One of the many design decisions surrounding an NSX implementation concerns the distributed switch (VDS) and how far it should stretch. Many folks create one large VDS and stretch it across clusters for simplicity’s sake, which is fine. Be aware, however, that VMs can be manually pushed around from one cluster to the next via vMotion or erroneous administrator placement. If your VM happens to be consuming a port on an NSX logical switch, the VM can only live on a host in which NSX has been installed and configured.

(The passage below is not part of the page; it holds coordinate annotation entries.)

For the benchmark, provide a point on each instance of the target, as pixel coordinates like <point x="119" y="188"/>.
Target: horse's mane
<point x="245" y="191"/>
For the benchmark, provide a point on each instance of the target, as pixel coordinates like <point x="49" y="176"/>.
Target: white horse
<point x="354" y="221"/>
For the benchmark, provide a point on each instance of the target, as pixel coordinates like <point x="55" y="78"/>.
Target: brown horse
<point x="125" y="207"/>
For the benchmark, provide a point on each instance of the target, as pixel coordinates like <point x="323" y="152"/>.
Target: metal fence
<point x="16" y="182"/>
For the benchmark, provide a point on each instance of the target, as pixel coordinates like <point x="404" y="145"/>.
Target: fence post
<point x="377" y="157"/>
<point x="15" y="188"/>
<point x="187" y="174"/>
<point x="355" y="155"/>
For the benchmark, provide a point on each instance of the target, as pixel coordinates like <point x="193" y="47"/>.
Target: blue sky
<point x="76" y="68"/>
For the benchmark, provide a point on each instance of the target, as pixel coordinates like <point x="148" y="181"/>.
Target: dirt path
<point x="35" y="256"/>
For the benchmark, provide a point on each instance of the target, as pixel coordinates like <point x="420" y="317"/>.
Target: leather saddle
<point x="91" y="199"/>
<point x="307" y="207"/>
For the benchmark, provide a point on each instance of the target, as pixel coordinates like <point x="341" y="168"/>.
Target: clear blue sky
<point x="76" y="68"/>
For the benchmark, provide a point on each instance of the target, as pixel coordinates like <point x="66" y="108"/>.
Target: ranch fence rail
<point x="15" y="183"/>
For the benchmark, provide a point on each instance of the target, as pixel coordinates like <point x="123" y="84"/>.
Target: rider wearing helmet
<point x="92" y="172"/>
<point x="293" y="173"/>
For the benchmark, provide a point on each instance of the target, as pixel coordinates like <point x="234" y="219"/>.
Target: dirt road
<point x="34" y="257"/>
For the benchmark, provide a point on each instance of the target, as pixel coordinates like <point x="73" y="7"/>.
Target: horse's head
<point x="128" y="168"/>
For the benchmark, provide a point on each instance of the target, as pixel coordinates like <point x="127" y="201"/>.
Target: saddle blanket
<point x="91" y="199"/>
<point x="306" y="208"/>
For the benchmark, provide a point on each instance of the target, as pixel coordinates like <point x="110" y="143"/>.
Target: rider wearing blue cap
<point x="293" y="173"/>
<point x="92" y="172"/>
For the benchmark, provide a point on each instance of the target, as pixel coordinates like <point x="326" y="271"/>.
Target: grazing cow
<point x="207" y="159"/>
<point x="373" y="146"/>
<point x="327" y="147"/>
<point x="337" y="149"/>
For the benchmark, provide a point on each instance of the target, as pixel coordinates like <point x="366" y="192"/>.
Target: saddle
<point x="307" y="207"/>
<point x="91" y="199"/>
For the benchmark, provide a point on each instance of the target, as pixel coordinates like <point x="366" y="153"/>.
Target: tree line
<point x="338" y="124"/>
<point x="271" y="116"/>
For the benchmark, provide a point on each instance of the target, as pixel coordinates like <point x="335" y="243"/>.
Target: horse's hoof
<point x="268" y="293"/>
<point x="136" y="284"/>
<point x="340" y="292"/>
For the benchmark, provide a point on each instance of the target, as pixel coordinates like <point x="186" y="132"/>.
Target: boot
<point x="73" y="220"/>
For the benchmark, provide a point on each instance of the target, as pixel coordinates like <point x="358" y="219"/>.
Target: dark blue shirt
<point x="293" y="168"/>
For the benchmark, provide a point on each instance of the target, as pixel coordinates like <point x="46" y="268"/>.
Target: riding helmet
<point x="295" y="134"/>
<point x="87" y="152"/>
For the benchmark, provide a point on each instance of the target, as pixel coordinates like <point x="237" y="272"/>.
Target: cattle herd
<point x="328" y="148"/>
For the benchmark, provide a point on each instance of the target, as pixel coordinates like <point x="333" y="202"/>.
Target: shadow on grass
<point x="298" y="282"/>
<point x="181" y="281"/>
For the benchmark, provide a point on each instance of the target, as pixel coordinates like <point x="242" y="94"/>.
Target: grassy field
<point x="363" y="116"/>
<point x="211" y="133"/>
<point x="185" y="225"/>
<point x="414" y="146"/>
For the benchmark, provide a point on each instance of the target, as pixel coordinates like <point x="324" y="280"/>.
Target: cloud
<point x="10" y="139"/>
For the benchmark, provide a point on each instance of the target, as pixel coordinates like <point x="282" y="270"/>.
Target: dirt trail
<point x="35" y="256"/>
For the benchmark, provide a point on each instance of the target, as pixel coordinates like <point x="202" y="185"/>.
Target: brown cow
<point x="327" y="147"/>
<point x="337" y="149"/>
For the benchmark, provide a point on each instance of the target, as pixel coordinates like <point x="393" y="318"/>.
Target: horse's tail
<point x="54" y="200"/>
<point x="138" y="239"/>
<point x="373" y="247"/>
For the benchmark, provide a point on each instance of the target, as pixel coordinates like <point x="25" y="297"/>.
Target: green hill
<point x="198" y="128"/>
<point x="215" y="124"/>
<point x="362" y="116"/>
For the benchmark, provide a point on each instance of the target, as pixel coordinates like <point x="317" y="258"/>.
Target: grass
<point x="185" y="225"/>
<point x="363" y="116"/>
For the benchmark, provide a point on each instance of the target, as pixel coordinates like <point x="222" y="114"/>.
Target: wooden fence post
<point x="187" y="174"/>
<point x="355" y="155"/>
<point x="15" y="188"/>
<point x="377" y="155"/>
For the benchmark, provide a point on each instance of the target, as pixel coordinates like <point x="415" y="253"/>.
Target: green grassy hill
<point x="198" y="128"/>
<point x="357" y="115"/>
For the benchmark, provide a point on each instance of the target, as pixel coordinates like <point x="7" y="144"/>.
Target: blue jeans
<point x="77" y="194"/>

This is because the port groups that represent NSX logical switches – made obvious by the “virtualwire” name in the port groups – are attached to the VDS, which would be made available to all of your hosts that are joined to the VDS regardless of the installation of NSX software. Here’s a few examples of logical switches on a VDS:
I’ll admit that the risk here is small because DRS won’t automatically migrate a VM across clusters, but it may not be entirely obvious which clusters have NSX installed and which do not. Just be aware that normal vMotion checks do not look to see if the destination host has NSX installed. If the network and storage are available, the migration will be allowed. I’ve provided a sample illustration below:
Once a VM that relies upon NSX lands in a cluster without NSX installed, traffic will cease to flow. Additionally, the vNIC will be disconnected on the VM.
If you try to reconnect the vNIC, an error will pop up stating Invalid configuration for device ‘0’ even after you’ve migrated the VM onto a host with NSX installed. There’s a few ways to fix this, such as temporarily throwing the vNIC into a different port group and then moving it back. I’ll show you the cleaner method.

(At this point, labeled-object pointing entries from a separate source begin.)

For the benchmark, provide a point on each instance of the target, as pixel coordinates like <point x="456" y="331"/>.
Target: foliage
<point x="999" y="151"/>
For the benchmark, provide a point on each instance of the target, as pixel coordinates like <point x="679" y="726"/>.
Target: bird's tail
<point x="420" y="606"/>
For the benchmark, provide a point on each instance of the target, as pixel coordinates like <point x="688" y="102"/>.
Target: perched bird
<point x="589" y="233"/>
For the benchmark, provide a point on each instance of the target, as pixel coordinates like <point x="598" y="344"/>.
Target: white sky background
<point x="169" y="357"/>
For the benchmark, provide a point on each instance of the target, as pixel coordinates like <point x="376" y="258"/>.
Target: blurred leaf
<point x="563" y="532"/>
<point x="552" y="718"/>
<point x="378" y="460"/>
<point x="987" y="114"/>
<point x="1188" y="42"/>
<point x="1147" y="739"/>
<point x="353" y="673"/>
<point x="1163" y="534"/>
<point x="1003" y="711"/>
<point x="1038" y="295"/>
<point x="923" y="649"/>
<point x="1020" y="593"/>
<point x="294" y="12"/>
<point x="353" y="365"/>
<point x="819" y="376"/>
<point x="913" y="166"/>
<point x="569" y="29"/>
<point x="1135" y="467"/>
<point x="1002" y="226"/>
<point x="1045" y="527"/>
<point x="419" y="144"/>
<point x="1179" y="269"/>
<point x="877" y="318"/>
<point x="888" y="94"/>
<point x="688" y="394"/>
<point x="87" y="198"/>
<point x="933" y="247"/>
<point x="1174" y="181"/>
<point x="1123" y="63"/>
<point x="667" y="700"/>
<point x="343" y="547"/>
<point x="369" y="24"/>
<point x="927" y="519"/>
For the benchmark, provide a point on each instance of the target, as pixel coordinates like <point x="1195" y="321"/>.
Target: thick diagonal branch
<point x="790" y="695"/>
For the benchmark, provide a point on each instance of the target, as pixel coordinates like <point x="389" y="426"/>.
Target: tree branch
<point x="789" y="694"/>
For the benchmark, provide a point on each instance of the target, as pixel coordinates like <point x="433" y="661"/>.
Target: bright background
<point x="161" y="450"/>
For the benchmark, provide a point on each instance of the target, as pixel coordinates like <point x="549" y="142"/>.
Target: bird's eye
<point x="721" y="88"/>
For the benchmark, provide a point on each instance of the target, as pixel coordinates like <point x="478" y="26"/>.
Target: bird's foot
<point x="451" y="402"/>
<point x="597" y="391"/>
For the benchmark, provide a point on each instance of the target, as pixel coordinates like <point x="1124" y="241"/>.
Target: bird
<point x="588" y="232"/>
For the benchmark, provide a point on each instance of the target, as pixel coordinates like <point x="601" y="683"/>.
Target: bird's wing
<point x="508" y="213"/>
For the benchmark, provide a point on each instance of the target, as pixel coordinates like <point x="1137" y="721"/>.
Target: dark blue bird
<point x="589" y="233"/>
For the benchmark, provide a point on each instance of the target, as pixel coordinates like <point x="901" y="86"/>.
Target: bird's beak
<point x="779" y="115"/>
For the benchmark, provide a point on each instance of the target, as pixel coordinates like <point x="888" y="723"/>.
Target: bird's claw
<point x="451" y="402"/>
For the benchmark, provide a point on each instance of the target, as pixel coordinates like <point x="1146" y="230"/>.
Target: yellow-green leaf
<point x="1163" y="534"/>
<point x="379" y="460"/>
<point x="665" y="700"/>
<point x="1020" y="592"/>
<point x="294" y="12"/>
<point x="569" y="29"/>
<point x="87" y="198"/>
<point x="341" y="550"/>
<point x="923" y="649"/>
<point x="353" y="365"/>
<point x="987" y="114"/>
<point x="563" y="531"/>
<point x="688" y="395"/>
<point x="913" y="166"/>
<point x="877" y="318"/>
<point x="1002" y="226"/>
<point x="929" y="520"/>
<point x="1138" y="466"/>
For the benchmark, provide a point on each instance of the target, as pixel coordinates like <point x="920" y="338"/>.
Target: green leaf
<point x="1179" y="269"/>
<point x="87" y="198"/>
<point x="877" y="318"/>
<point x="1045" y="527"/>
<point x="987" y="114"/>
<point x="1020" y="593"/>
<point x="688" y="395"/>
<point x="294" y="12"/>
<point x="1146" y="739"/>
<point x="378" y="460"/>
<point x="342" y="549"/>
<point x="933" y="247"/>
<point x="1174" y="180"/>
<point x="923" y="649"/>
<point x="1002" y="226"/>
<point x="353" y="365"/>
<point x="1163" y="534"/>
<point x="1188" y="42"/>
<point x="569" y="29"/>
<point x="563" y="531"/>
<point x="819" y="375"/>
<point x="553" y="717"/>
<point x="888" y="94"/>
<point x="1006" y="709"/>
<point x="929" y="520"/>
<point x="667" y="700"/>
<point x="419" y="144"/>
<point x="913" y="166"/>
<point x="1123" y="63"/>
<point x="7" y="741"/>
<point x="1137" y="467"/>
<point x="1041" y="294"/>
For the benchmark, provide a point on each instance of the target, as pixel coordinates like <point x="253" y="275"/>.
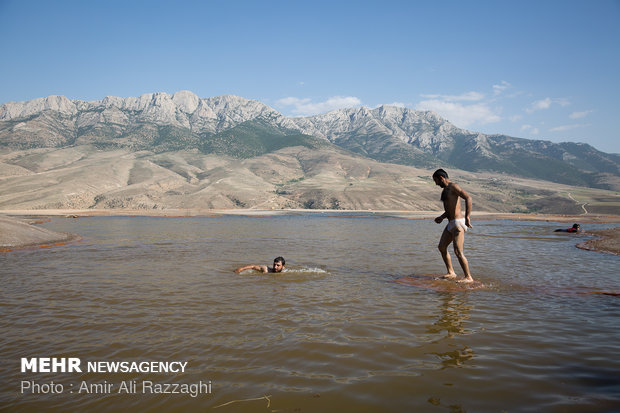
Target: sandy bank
<point x="608" y="240"/>
<point x="16" y="233"/>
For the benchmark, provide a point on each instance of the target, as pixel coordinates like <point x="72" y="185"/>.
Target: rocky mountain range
<point x="243" y="128"/>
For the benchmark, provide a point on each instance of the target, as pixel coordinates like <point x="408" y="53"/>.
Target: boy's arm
<point x="261" y="268"/>
<point x="468" y="203"/>
<point x="441" y="217"/>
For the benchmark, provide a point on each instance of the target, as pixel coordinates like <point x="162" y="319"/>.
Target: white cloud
<point x="468" y="96"/>
<point x="459" y="114"/>
<point x="305" y="106"/>
<point x="564" y="128"/>
<point x="497" y="89"/>
<point x="530" y="128"/>
<point x="539" y="105"/>
<point x="579" y="115"/>
<point x="546" y="104"/>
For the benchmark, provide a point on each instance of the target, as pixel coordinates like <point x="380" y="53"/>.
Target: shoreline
<point x="17" y="234"/>
<point x="18" y="229"/>
<point x="607" y="241"/>
<point x="478" y="215"/>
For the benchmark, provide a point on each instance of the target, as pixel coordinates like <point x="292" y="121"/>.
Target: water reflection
<point x="455" y="311"/>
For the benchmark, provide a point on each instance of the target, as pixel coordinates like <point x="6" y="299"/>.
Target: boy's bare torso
<point x="451" y="201"/>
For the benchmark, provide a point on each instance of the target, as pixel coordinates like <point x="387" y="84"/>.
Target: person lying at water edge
<point x="278" y="266"/>
<point x="454" y="232"/>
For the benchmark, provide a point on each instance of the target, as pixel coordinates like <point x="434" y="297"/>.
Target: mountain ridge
<point x="241" y="127"/>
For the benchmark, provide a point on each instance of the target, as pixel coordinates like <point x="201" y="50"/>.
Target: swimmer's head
<point x="439" y="177"/>
<point x="278" y="264"/>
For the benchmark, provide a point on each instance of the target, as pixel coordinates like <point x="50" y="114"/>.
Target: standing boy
<point x="457" y="225"/>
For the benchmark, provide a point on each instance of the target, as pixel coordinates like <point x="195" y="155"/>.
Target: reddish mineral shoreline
<point x="16" y="233"/>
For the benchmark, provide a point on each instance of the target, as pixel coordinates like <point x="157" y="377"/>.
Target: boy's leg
<point x="459" y="242"/>
<point x="446" y="239"/>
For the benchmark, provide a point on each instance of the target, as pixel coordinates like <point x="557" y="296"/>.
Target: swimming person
<point x="457" y="225"/>
<point x="278" y="266"/>
<point x="575" y="228"/>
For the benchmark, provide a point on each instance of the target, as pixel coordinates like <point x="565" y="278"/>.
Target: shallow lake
<point x="336" y="332"/>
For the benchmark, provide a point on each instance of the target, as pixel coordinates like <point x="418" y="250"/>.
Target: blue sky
<point x="532" y="69"/>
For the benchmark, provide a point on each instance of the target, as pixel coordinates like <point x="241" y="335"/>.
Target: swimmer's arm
<point x="261" y="268"/>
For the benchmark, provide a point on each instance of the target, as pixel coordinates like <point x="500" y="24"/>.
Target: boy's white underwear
<point x="457" y="223"/>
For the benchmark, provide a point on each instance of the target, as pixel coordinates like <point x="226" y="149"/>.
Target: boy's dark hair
<point x="440" y="172"/>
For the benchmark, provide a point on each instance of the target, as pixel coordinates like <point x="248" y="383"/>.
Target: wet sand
<point x="17" y="233"/>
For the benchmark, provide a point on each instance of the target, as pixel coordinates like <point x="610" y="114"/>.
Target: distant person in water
<point x="454" y="232"/>
<point x="278" y="266"/>
<point x="575" y="228"/>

First, make sure the VM is back on a host that is attached to the NSX transport zone. Then, start by opening the vSphere Web Client and navigating to Networking & Security > Logical Switches. Select the logical switch that the VM should be using and click the Add Virtual Machine button.
Next, find the VM that needs to be fixed and check the box next to it.

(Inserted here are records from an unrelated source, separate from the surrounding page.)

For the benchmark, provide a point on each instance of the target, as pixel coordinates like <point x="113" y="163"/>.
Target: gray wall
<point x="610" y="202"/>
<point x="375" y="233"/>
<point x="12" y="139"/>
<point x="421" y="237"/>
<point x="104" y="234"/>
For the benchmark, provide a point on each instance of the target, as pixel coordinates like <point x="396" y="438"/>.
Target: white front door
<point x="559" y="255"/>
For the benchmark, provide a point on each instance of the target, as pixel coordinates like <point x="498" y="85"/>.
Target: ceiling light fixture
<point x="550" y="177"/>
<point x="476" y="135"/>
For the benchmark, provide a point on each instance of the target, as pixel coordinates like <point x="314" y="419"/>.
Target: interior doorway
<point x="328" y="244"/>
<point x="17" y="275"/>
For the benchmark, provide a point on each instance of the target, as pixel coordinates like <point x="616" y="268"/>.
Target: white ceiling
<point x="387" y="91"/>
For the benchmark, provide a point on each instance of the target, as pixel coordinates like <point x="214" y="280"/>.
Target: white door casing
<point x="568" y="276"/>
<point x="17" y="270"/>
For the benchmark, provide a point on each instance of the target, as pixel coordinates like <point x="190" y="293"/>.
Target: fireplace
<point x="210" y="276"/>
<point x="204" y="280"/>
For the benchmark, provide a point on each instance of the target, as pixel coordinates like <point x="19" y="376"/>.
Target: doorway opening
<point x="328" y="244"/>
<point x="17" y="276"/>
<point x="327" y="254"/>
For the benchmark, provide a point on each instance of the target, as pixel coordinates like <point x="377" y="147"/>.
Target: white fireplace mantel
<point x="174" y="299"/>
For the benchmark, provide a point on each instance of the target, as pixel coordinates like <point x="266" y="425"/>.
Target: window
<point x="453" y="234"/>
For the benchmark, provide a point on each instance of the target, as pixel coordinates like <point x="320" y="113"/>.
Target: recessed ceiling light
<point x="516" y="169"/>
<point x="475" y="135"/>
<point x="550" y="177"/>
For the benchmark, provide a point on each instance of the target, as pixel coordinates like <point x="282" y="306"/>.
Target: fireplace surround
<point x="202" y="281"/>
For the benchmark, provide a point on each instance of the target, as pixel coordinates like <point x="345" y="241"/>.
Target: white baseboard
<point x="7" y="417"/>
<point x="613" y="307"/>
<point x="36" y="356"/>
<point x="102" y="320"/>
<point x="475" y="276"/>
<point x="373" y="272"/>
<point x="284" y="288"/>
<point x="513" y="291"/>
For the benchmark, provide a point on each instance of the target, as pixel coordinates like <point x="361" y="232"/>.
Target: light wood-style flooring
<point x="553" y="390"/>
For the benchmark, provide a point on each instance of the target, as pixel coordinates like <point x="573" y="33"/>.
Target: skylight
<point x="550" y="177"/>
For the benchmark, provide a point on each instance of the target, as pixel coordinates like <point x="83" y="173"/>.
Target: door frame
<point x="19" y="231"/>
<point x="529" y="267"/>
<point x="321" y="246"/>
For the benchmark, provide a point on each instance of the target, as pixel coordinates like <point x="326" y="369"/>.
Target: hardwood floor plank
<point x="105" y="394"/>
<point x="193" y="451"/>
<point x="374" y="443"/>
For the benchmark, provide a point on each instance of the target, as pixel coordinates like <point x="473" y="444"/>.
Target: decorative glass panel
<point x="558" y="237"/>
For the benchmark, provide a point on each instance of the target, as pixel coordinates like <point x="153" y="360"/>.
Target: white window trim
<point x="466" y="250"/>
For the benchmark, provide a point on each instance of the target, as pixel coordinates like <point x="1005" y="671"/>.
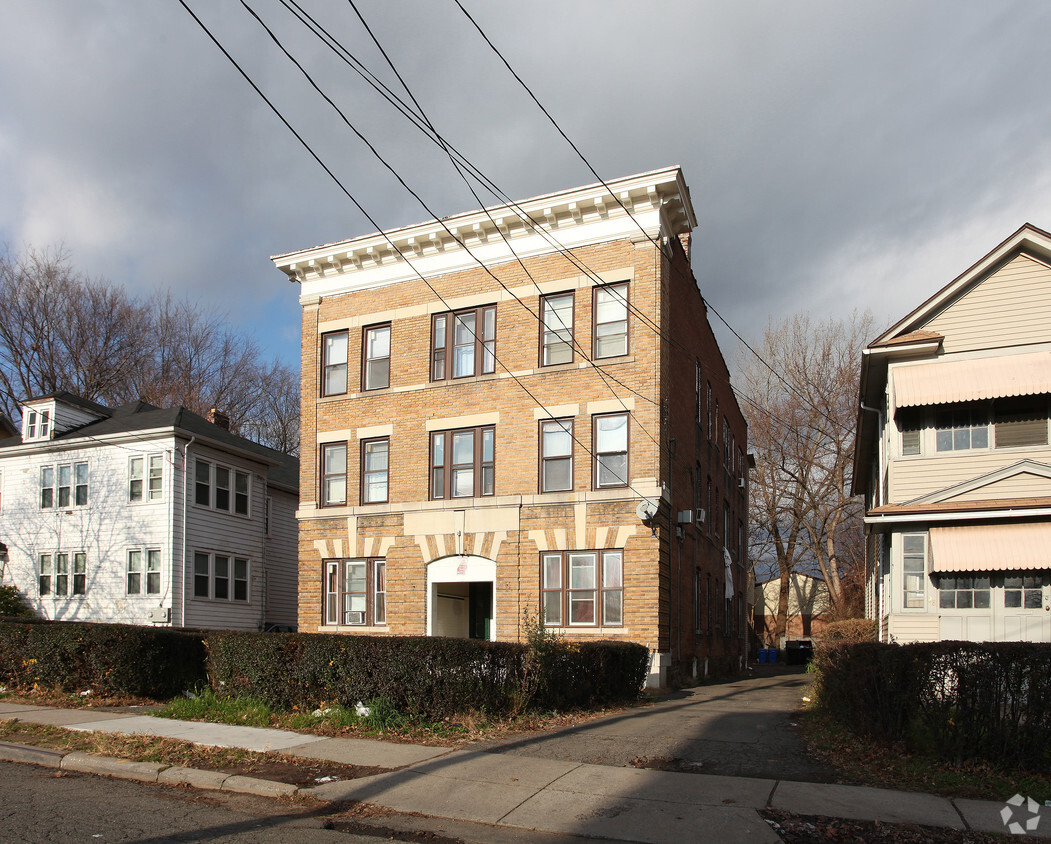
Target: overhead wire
<point x="350" y="196"/>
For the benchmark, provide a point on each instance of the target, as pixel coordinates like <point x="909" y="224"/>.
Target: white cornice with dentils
<point x="658" y="202"/>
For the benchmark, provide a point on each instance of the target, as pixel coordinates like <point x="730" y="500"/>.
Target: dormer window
<point x="38" y="424"/>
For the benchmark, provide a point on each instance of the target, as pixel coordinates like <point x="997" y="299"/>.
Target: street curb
<point x="36" y="756"/>
<point x="125" y="769"/>
<point x="149" y="772"/>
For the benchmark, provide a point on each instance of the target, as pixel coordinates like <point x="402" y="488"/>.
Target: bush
<point x="423" y="677"/>
<point x="13" y="603"/>
<point x="108" y="659"/>
<point x="956" y="700"/>
<point x="851" y="630"/>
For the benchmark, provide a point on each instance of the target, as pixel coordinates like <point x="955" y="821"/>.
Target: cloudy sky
<point x="840" y="155"/>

Check the box next to the network adapter (vNIC) on that virtual machine.
Complete the wizard. The VM should now be properly reconnected to the logical switch and can be pinged once more.
I enjoy breaking things and then figuring out how to fix them. Should you do the same in your lab (or in production), you now have a solution. I don’t see this particular problem being all that common, but it would be nice if future versions of vSphere would also validate that the NSX bits were installed in the destination host before allowing a migration. A warning would be nice.